Домрачёв тоже засмеялся, с трудом удерживая во рту комочки творога. Он доверил свою судьбу в руки Гены и Нины. «Кто из них спор выиграет, – думал он, – воле того и подчинюсь».

– Мы на «Газели» доедем, да, Степан? Да и мужики там всё притоптали уже. Нормально всё.

– Кто ж в такую погоду на рыбалку ходит?

– Ну хватит, а! – вскрикнул Гена, широко расставив руки. – Заладила! Кто ходит, кто ходит? Какая разница, кто? Главное, что мы ходим. Вот и всё. Я тебе здесь не отпрашиваюсь, а констатирую факт – мы со Степаном идём на рыбалку!

– Привет, дочь, – обратился он к Кате, заносившей в кухню сумку с продуктами.

Лицо у неё было красное, дыхание – тяжёлое. Она была одета в плотный отцовский пуховик. Домрачёв на неё внимания не обратил, а только лишь подумал: «Пойду, значит, на рыбалку».

– На рыбалку идёте? – наивно спросила Катя отца. – Смотри, там мороз крепкий, – предупредила она.

Нина испуганно перевела взгляд на окно.

– Спасибо, – вздохнув, Гена обратился к дочери.

Домрачёву стало крайне неуютно, и он заёрзал на стуле.

– Спасибо, Кать. Буду иметь в виду. На улице холодно – хорошо. Хо-ро-шо. Вы с матерью прямо метеорологи.

– Ген, ну всё, разогнался, – вступилась за дочь Нина. – Чего ты огрызаешься на дочь? Совсем уже?

– Ладно-ладно, прости, Кать – вспылил, – опустив голову, раскаялся Гена.

– Мир сошёл с ума, – заулыбалась Катя.

– Ну, сядь, покушай чего-нибудь, – успокоившись, пригласил её к столу отец. – Куда мне?
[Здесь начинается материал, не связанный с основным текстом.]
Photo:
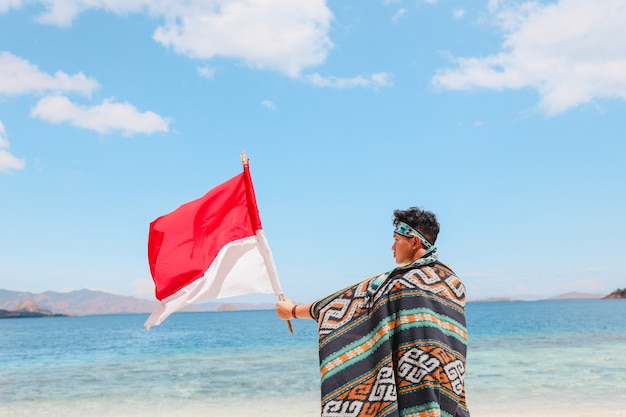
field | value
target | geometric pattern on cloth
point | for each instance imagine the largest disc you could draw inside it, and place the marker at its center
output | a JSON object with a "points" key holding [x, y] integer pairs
{"points": [[416, 364], [343, 309], [396, 350], [427, 278]]}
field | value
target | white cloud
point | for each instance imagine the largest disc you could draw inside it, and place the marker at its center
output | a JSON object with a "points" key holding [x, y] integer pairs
{"points": [[282, 35], [18, 76], [8, 161], [206, 72], [380, 79], [286, 36], [568, 51], [102, 118], [269, 104]]}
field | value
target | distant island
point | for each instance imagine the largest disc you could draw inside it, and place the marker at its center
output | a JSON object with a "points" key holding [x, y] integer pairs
{"points": [[28, 308], [14, 304], [618, 293], [90, 302]]}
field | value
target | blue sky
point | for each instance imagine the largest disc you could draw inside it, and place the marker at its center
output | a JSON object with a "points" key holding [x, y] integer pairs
{"points": [[505, 118]]}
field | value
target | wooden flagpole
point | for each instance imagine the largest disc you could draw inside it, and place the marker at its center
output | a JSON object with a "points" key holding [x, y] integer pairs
{"points": [[245, 162]]}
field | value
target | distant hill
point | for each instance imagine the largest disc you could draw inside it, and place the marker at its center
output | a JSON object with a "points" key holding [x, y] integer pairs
{"points": [[617, 294], [87, 302], [27, 308]]}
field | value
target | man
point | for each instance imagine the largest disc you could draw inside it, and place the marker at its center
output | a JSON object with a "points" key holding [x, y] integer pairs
{"points": [[394, 344]]}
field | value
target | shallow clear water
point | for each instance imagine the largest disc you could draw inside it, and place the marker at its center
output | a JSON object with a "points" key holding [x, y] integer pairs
{"points": [[565, 357]]}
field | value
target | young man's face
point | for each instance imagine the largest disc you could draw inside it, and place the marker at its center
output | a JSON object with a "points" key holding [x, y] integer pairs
{"points": [[404, 248]]}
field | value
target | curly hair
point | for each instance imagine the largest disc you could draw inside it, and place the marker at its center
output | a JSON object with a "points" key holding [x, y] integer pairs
{"points": [[421, 220]]}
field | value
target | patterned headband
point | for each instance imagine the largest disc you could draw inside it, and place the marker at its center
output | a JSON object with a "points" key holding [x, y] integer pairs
{"points": [[407, 231]]}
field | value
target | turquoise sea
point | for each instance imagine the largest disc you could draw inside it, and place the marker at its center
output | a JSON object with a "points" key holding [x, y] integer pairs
{"points": [[534, 358]]}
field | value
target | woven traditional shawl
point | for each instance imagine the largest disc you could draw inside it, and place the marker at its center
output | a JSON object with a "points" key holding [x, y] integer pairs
{"points": [[394, 345]]}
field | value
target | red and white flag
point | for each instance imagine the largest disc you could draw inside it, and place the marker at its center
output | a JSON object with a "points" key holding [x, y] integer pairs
{"points": [[212, 247]]}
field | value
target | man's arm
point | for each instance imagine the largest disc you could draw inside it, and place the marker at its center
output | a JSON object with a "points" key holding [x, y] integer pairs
{"points": [[287, 310]]}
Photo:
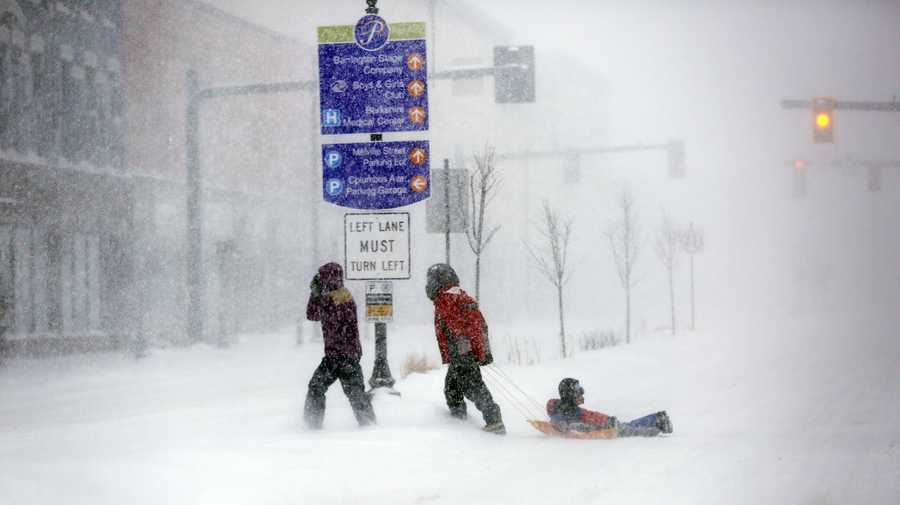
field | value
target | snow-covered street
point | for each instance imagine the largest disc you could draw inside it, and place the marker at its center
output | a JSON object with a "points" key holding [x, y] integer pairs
{"points": [[757, 420]]}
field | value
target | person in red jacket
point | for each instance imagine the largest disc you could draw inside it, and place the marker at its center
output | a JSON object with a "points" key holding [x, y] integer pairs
{"points": [[462, 340], [332, 304], [567, 415]]}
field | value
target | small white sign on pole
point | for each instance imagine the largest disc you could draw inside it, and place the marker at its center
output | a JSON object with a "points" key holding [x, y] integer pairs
{"points": [[376, 246], [379, 301]]}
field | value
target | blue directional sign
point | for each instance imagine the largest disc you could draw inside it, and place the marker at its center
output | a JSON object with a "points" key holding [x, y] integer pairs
{"points": [[372, 77], [376, 175]]}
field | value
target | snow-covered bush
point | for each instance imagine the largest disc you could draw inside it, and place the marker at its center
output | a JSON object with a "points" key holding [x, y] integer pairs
{"points": [[597, 339], [416, 363]]}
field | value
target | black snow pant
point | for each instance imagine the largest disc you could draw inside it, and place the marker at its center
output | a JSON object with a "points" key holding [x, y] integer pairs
{"points": [[350, 374], [464, 381]]}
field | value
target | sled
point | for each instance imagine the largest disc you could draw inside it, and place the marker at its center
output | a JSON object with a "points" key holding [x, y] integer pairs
{"points": [[547, 429]]}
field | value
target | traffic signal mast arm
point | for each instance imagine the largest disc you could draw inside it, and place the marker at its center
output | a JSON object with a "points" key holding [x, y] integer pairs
{"points": [[583, 151], [893, 106]]}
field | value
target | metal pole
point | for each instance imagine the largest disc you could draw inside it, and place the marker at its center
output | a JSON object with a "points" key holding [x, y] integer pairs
{"points": [[196, 275], [381, 373], [447, 209], [692, 292]]}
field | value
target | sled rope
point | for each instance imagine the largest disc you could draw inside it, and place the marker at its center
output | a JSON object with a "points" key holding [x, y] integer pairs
{"points": [[537, 405], [514, 394], [507, 395]]}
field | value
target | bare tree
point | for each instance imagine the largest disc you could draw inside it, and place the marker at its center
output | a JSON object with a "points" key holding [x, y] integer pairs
{"points": [[624, 243], [550, 257], [668, 245], [692, 241], [484, 182]]}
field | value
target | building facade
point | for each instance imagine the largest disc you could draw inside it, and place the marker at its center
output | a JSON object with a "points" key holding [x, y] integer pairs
{"points": [[255, 164], [65, 196]]}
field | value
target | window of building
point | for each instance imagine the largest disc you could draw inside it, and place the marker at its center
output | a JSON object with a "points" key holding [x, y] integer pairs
{"points": [[5, 38], [117, 113], [24, 279], [18, 70], [73, 77], [81, 284], [89, 116], [41, 104], [7, 284]]}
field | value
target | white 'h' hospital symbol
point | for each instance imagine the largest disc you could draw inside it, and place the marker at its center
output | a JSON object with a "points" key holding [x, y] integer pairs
{"points": [[374, 27]]}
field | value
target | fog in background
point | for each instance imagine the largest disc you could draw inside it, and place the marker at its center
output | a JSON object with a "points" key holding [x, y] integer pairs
{"points": [[713, 74]]}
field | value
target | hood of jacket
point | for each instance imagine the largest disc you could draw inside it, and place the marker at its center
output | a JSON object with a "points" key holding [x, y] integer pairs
{"points": [[561, 408], [331, 275]]}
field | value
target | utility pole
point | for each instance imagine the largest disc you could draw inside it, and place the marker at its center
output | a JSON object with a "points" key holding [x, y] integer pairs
{"points": [[447, 209], [692, 244]]}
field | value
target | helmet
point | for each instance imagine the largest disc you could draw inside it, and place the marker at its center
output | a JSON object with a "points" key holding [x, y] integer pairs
{"points": [[331, 275], [440, 277], [570, 389]]}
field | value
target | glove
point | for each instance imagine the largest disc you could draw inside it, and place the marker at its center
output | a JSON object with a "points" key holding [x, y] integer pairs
{"points": [[315, 287]]}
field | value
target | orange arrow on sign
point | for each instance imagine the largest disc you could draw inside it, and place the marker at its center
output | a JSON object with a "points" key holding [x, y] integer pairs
{"points": [[416, 115], [417, 156], [415, 88], [418, 183], [415, 61]]}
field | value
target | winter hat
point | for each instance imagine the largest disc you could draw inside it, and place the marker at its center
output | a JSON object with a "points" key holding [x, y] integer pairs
{"points": [[440, 277], [331, 276], [570, 389]]}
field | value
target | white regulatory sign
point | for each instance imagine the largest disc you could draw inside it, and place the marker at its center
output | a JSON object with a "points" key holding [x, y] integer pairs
{"points": [[376, 246]]}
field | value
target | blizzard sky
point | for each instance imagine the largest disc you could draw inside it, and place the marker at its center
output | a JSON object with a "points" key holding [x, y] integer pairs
{"points": [[714, 73]]}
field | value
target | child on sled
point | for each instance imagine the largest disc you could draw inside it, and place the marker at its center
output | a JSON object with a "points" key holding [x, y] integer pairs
{"points": [[567, 416]]}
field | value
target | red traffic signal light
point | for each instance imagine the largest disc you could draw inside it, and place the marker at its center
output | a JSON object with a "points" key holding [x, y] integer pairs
{"points": [[823, 120]]}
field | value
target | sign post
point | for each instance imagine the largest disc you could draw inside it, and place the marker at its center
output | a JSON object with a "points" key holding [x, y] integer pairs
{"points": [[373, 79], [380, 310]]}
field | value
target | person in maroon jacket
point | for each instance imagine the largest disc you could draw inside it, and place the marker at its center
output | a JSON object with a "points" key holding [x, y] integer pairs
{"points": [[332, 304], [462, 339]]}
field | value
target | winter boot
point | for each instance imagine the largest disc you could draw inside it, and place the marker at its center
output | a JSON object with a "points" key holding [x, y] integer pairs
{"points": [[663, 422], [496, 428], [459, 414]]}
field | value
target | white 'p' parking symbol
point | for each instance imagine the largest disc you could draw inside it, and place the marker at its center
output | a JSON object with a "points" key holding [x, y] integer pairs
{"points": [[334, 187], [333, 158]]}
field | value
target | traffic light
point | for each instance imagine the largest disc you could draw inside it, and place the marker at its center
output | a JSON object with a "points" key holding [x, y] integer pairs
{"points": [[823, 120], [572, 170], [675, 152], [799, 169], [873, 178], [514, 74]]}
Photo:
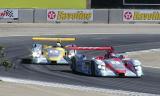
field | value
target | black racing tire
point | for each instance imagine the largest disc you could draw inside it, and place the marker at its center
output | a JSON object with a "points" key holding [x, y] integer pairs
{"points": [[93, 70], [73, 65], [26, 61]]}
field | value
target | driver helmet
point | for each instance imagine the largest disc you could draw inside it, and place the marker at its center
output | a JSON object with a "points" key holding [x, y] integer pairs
{"points": [[112, 55]]}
Завтракала уже.

– Ну просто сядь тогда – посиди.

Катя села и заглянула в глаза Домрачёву. Он, поймав её взгляд, тотчас спрятал свой в тарелке.

– А вы в дом-то ещё не ходили? – вежливо обратилась Катя к Степану Фёдоровичу, и он поперхнулся творогом.

Кашлять он застеснялся, потому его глаза округлились, посерели, лицо покраснело. Он несколько раз манерно кашлянул в кулак и принялся отвечать сдавленным голосом: – Вечером думал заглянуть.

– Это бывает опасно: вечером лазают.

– Ну, ты, Кать, не утрируй, – обратился к ней отец.

– Нет, ну а что? Не так? Только, вон, позавчера лазали.

– Да там уж брать нечего, – сказал Гена.

– Есть кого за это благодарить, – ядовито сказал Катя, не сводя глаз со Степана Фёдоровича.

– Кать, – одёрнула её мать.

Катя виновато опустила голову и стала набирать воздух, чтобы что-то сказать, но заговорил Домрачёв:

– Оно-то всё понятно, – со знанием дела закачал он головой. – Лазают и будут лазать. Вопрос в другом: куда смотрит общественность?

Катя невольно открыла рот и подняла брови, глядя на Степана Фёдоровича. Он размахивал вилкой, как коммунистический лидер – пятернёй за трибуной. Нина этот Катин взгляд заметила и, побоявшись, что дочь нагрубит, быстро обратилась к Домрачёву:

– А вы когда в последний раз были у дяди?

– Ох, давно-о-о-о, – протянул он, сощурив глаза. – В детстве ещё.

– Даже так? – удивилась хозяйка. – Так мы с вами, небось, детьми дружили. А, Ген, – обратилась она к мужу, – не помнишь?

– Почём же мне всё помнить? – он хмуро смотрел на Степана Фёдоровича.

Чувство, которое испытывала Катя к гостю, стало постепенно передаваться Гене. – А я вас будто бы помню ребёнком, – с деланным задором сказала Нина. – Это вряд ли, – стеснительно улыбнулся Домрачёв. – Я ребёнок был замкнутый: не общался со сверстниками.

– Кстати говоря, Степан, – обратился к нему Гена, почесав затылок, – раз мы за дядю Жору заговорили. Ты мне скажи: тебя на могилку-то свозить? Хоть попроведаешь старика.

– Когда? Мы же на рыбалку, – сказал Домрачёв, будто они собирались ехать не на рыбалку, а на миссию по спасению человечества.

– Ну что тебе рыбалка? – возмутился Гена. – Упёрлась? Съездим на кладбище, а потом и на рыбалку поспеем. Дядька ж, как-никак, родной.